Newsom crammed a lot into 43 minutes, about California Environmental Quality Act reforms, housing, homelessness, prescription drugs, water availability, rent stability and more, which state residents and this board will chew on in coming days and weeks. But by far the biggest news in his speech was his reality check on the state and the nation’s largest infrastructure project. “Let’s be real,” he said. It “would cost too much and take too long.”
As Ralph Vartabedian of the Los Angeles Times has reported, there’s at least a $50 billion gap in funding to build a now-$77 billion San Francisco-Los Angeles route, based on cost estimates from the unreliable California High-Speed Rail Authority. In November, Vartabedian also cited this fact: A project that was then 10 years old was 13 years behind schedule. How is such incompetence even possible?

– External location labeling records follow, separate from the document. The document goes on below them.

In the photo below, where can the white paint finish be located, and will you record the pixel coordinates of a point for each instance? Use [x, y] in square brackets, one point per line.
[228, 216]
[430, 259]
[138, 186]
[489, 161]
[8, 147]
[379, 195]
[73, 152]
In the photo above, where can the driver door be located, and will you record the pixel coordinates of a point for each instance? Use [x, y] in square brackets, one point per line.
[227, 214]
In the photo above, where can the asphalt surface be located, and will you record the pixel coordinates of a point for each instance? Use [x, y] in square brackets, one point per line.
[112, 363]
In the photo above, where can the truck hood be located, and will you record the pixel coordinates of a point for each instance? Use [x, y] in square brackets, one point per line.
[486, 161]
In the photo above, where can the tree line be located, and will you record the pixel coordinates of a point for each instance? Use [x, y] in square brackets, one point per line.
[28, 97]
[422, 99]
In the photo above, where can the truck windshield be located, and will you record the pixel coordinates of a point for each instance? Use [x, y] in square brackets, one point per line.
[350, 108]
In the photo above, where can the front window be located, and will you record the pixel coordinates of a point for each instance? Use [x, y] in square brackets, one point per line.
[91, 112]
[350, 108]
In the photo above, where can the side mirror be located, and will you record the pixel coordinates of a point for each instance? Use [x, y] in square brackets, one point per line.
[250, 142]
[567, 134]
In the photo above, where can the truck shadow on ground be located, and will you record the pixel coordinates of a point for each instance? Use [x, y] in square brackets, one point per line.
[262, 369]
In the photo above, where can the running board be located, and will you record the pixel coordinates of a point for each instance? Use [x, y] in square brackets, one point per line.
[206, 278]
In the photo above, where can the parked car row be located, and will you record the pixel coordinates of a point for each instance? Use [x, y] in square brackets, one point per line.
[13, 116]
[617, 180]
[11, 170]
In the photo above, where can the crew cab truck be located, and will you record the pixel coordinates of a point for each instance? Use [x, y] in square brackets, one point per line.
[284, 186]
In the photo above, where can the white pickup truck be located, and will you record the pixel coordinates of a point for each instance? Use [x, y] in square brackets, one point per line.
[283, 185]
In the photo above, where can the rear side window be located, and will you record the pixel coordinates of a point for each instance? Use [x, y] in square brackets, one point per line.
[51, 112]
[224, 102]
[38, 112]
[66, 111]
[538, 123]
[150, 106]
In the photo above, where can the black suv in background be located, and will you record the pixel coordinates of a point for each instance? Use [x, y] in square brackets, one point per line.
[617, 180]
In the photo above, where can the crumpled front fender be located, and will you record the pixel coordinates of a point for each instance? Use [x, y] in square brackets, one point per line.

Newsom’s candor was in sharp contrast with former Gov. Jerry Brown. He liked to ridicule project critics as “declinists” who were scared of the future — while never addressing the long list of concerns that began building about the bullet train just days after the passage of Proposition 1A in 2008. That’s when the California High-Speed Rail Authority released an overdue business plan that said the project was unlikely to attract private investors unless they received “both financial and political commitments from state officials that government would share the risks to their participation.” In other words, they would get subsidies if revenue forecasts fell short. But under Proposition 1A, such subsidies were illegal. The authority had this information in the spring of 2008 but never shared it with the public until after the measure passed — even as then-Gov. Arnold Schwarzenegger and other advocates told voters it would be easy to get the private investment necessary to finish the project.
This original sin has been compounded by years more of dishonesty from state rail officials, most notably the periodic claims that the large international firms which were interested in building and/or managing the project wanted to invest in it. No, they weren’t — not without the prospect of subsidies.

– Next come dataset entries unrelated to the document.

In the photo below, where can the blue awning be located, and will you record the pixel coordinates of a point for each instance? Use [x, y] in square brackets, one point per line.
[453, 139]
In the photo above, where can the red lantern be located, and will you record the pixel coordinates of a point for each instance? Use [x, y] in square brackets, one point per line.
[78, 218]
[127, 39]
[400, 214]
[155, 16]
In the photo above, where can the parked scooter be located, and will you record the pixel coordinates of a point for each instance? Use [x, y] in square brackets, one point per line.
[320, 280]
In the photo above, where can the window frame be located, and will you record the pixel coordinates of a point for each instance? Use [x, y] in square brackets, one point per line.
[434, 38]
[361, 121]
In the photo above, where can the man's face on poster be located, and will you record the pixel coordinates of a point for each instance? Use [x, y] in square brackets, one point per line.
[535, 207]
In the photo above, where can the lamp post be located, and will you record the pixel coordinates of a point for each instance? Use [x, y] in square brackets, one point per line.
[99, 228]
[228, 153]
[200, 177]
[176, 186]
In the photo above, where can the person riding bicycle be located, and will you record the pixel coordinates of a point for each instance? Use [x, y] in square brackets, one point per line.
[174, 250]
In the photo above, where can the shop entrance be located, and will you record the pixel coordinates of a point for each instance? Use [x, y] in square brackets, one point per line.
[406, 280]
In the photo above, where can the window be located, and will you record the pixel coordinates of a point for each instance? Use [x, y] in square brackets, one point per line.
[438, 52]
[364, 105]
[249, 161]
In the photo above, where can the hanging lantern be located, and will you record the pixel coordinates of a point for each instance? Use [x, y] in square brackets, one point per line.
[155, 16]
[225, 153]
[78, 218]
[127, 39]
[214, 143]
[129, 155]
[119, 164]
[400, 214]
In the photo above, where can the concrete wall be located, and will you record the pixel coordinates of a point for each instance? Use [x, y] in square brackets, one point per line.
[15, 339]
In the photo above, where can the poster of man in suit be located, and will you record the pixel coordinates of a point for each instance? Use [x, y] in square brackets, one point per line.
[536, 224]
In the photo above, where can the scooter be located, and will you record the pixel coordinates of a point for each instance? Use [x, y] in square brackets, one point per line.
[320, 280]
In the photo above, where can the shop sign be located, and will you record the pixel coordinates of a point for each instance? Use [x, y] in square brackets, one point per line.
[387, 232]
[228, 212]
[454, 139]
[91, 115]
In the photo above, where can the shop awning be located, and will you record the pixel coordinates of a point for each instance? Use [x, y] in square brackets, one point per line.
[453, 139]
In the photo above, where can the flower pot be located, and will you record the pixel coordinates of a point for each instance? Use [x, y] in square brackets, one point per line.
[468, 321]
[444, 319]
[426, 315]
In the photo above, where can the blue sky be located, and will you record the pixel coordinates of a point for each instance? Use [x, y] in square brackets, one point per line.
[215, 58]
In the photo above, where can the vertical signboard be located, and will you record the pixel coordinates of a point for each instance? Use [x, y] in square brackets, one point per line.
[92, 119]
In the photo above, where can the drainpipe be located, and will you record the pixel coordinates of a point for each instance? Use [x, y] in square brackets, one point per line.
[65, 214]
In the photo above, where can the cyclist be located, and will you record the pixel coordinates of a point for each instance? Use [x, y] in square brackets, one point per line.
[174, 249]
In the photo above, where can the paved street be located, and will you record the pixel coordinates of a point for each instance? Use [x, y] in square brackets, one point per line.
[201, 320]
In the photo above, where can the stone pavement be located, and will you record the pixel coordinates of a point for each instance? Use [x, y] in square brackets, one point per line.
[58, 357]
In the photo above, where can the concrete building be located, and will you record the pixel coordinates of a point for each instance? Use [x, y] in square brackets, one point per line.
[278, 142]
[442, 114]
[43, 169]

The authority’s credibility hit rock bottom in 2015. That’s when Vartabedian reported that the authority had refused to make public a 2013 analysis from Parsons Brinckerhoff, its main project contractor, that predicted a $9 billion cost overrun on the bullet train’s initial 300-mile segment. Not only did the authority continue to issue cost estimates that didn’t reflect this warning, its CEO — Jeff Morales — claimed he didn’t know about the report. If Newsom is serious about bringing transparency to the rail authority, he should remove every single senior official who countenanced this cover-up.
Despite Newsom’s talk of good jobs and investment, his decision to seek completion of the Merced-Bakersfield segment is baffling. That wouldn’t link Silicon Valley jobs with potentially cheap housing in the Central Valley, which he said last year was a great idea. It’s also hard to see how ridership could be adequate to cover the high cost of buying and maintaining bullet trains and upkeep of the high-speed rail line — remember, subsidies are illegal.
Whatever Newsom’s calculations, his decision to be honest about this sinkhole of a project deserves praise. Better late than never, to be honest about it.